To the extent that this sounds utterly implausible could be a mark of just how far we’ve fallen, not from eating apples in the garden, but from our pre-myth biological beginnings, not as savages but as social animals in cliffs and caves who left flying to birds and lacked the hubris to roll, chariot, locomote, and fly as we now do it—with tattered pockets, red faces, white knuckles and unquiet lonely hearts.
I’m not for a return to ignorance, but rather toward a Thoreau/Whitman/Rumi consciousness that got over being so impressed with our “inventions” (and with squeezing every last nickel out of them) and which allowed the illuminated heart to take flight rather than the twitching, neglected, alienated industrial brain.

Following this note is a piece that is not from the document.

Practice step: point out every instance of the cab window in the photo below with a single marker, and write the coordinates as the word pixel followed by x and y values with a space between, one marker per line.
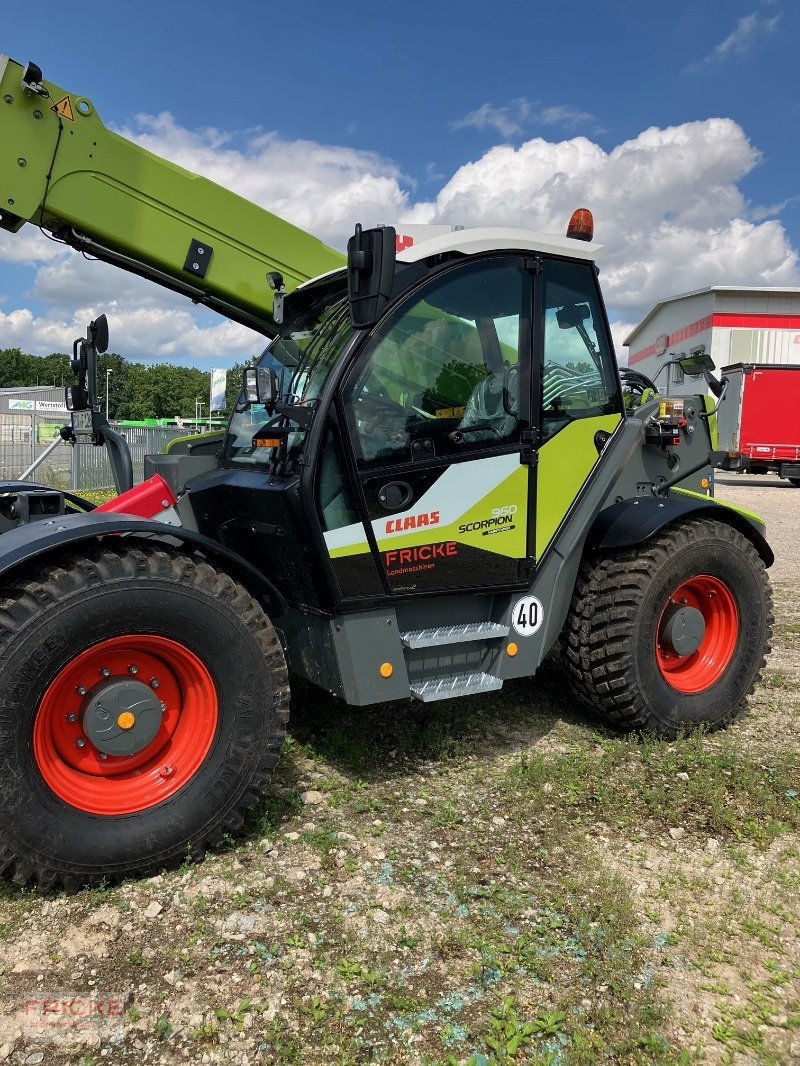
pixel 578 374
pixel 442 376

It sometimes strikes me as ironic, when I’m sitting nauseous in the back-most row of some fume-filled turbulent root-canal of a flight, that even though I’m just wishing it will end the survival odds are better for that row than for the luxury class in the case of a crash. Which reminds me, in case of serious trouble on Infant Atlantic, the nursery section clearly should move to the back of the plane and the brave folks take up their sad spots in “first class.”
BigLittleWolf says
It may be implausible, Bruce – but I love your idea of a “nursery” area on the plane, and even the sharing of children to hold, to comfort, to play with. Oh, quite the idealistic viewpoint – but a lovely concept. (Much better than Ryan Air’s “strap-em-in-standing” attitude!)
Kate says
Oh, have we come to this? Really? I understand the need for seat belts, but between you and me, two looks a lot like 23 months, and I held my ‘lap child’ when she was a new two. I figured the wails were worse, and it was my acceptance of risk.
I’ve sat next to snorers, loud talkers, people who use ear phones as speakers. I’ve had my space taken over. But never wished the person off the plane. We all have places to go.
If only trains were fast and reliable here, it’d be the perfect way to go!
BigLittleWolf says
I know what you mean, Kate. But families are so widely dispersed now that even trains won’t displace the need to get on a plane with babies and toddlers.
Love your comparison to the snorers, the loud talkers, and so on. Quite right.